Het Y402H-risicoallel is ook gekoppeld aan een zeldzame aandoening genaamd C3-glomerulonefritis, waarbij het onvermogen van CHF om vuil uit de filters van de nier te verwijderen, ernstige nierschade en -schade kan veroorzaken. Drusen zijn ook veelvoorkomende kenmerken van C3-glomerulonefritis.
Andere mogelijke varianten
Hoewel het Y402H-risicoallel de sterkste genetische risicofactor is voor AMD, betekent het hebben van de variant niet per se dat u AMD krijgt. Veel wetenschappers geloven zelfs dat er meerdere risicoallelen nodig kunnen zijn om AMD te laten optreden (aangeduid als een additief genetisch effect).
Als dat zo is, kan dat verklaren waarom sommige mensen alleen droge AMD krijgen, terwijl anderen overgaan op natte AMD. De combinatie van risicoallelen en andere risicofactoren (zoals roken en hoge bloeddruk) kan uiteindelijk bepalen of u AMD krijgt en hoe erg.
Andere genen die aan AMD worden gelinkt, zijn onder meer de ARMS2- en HTRA1- genen.
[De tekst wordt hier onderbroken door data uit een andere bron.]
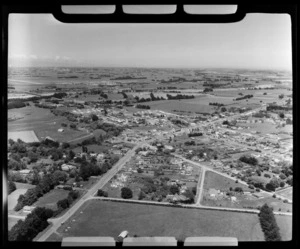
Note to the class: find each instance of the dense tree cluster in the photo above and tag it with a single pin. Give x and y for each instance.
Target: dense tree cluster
(34, 223)
(66, 203)
(268, 224)
(31, 196)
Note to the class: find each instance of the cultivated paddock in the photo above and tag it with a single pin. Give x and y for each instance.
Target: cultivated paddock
(25, 136)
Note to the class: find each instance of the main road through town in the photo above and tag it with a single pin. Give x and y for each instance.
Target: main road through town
(56, 222)
(205, 167)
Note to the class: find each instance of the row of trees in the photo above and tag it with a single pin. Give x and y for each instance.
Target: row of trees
(66, 203)
(44, 186)
(268, 224)
(34, 223)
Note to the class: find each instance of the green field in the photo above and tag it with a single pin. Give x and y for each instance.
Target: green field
(101, 218)
(50, 199)
(188, 105)
(43, 123)
(214, 180)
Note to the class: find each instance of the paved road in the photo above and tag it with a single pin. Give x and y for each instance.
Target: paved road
(200, 187)
(56, 223)
(225, 175)
(21, 217)
(244, 210)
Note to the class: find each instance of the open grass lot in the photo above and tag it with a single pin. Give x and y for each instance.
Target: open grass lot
(31, 114)
(92, 147)
(265, 128)
(50, 199)
(26, 136)
(20, 185)
(102, 218)
(43, 123)
(247, 201)
(213, 180)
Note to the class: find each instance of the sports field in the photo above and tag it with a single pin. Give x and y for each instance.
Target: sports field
(104, 218)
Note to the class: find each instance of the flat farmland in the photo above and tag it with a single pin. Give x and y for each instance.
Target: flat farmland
(214, 180)
(264, 128)
(104, 218)
(180, 105)
(26, 136)
(50, 199)
(43, 123)
(29, 114)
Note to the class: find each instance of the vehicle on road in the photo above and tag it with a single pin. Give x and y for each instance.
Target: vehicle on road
(123, 234)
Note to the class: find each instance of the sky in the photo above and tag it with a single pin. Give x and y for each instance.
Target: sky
(259, 41)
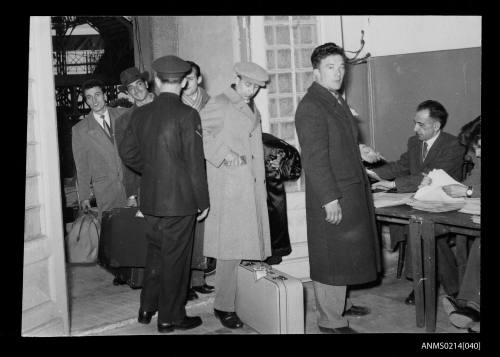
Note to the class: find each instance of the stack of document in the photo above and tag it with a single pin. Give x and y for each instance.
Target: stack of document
(472, 206)
(388, 199)
(434, 192)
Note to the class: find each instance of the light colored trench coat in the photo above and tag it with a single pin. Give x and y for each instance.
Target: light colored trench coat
(237, 226)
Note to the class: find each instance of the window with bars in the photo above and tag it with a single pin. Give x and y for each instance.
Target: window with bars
(289, 42)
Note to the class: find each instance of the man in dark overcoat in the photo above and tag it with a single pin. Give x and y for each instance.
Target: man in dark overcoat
(164, 143)
(341, 231)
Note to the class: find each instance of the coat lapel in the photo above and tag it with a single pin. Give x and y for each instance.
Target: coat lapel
(102, 143)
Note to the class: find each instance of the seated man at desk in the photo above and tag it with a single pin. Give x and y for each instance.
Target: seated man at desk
(431, 148)
(464, 310)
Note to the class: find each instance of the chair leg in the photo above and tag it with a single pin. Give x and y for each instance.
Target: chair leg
(401, 259)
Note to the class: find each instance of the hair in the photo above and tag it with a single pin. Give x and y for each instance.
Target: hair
(436, 111)
(91, 83)
(195, 67)
(470, 133)
(325, 50)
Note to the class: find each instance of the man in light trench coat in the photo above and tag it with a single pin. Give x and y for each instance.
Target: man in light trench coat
(341, 231)
(238, 225)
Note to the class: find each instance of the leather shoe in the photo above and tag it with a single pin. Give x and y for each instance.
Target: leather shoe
(189, 322)
(410, 299)
(204, 289)
(228, 319)
(357, 311)
(345, 329)
(145, 316)
(460, 316)
(191, 295)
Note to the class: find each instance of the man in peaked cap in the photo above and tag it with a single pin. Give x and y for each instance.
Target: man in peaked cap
(135, 84)
(238, 225)
(164, 143)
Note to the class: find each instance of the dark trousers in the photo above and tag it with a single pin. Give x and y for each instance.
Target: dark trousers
(470, 289)
(168, 263)
(446, 264)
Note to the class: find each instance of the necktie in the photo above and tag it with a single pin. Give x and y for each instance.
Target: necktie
(424, 151)
(105, 125)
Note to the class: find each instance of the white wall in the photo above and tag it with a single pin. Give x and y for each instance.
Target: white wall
(390, 35)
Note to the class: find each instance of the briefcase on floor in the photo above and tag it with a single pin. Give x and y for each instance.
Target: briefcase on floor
(123, 240)
(269, 301)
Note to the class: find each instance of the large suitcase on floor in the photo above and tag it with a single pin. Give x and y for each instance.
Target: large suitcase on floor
(123, 244)
(272, 304)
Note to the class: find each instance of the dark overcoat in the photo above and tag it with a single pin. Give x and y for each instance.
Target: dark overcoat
(347, 253)
(164, 143)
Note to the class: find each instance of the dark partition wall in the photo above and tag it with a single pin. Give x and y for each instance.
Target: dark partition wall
(397, 84)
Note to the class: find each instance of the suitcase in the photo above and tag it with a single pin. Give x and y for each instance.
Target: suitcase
(133, 277)
(123, 245)
(272, 304)
(123, 240)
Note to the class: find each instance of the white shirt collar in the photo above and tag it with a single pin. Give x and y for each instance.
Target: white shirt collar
(431, 141)
(98, 117)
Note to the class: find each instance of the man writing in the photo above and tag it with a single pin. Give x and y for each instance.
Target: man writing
(431, 148)
(164, 143)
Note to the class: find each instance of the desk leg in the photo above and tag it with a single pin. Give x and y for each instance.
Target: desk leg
(414, 238)
(429, 241)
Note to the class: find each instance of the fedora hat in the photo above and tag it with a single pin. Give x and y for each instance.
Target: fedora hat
(131, 75)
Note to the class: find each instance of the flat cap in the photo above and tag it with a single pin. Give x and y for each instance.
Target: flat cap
(252, 72)
(170, 67)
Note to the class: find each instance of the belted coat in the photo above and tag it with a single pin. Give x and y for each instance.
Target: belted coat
(347, 253)
(237, 226)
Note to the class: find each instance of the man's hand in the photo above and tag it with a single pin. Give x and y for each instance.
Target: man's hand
(426, 181)
(384, 185)
(131, 202)
(455, 190)
(369, 155)
(333, 212)
(233, 159)
(373, 175)
(85, 205)
(203, 214)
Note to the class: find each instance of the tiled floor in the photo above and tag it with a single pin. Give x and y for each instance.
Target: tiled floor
(100, 308)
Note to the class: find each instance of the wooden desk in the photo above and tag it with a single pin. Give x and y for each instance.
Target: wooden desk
(423, 228)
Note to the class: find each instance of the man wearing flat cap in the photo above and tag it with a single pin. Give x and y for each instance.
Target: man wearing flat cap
(238, 225)
(135, 84)
(164, 143)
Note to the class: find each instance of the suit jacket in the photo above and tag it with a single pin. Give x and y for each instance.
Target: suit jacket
(164, 143)
(446, 153)
(98, 163)
(347, 253)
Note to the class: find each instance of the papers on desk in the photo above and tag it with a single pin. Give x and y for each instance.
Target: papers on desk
(434, 192)
(388, 199)
(472, 206)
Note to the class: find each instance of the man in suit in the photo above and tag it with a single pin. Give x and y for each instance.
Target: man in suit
(238, 225)
(431, 148)
(95, 152)
(164, 143)
(341, 229)
(196, 97)
(135, 84)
Beide bevinden zich op chromosoom 10. Andere zeldzame varianten hebben betrekking op de VEGF- en KCTD- genen. Hoe deze varianten bijdragen aan de ontwikkeling van AMD is nog onbekend.
De weg vooruit
Naarmate de lijst met AMD-geassocieerde genetische varianten groeit, groeit ook de interesse in het ontwikkelen van voorspellende risicomodellen waarmee genetische tests voor AMD kunnen worden ontwikkeld. Hoewel er genetische tests zijn voor CHF, ARMS2 en HTRA1, is hun vermogen om nauwkeurig te voorspellen wie wel of geen AMD krijgt, op zijn best beperkt. Bovendien verandert de identificatie van deze varianten eigenlijk weinig, zo niet niets, aan de manier waarop AMD wordt behandeld.
Als wetenschappers ooit kunnen achterhalen hoe de genetische varianten daadwerkelijk AMD veroorzaken, kunnen ze wellicht precisiemedicijnen ontwikkelen die de ziekte kunnen voorkomen of behandelen. We zagen dit in het verleden toen BRCA- testen die werden gebruikt om de genetische aanleg van een vrouw voor borstkanker te voorspellen, leidden tot de ontwikkeling van precisiemedicijnen zoals Lynparza (olaparib) die zich rechtstreeks richten op BRCA- mutaties bij vrouwen met uitgezaaide borstkanker .
Het is goed denkbaar dat er in de toekomst soortgelijke therapieën ontwikkeld kunnen worden die afwijkingen in het complementsysteem kunnen corrigeren die veroorzaakt worden door foutieve genmutaties.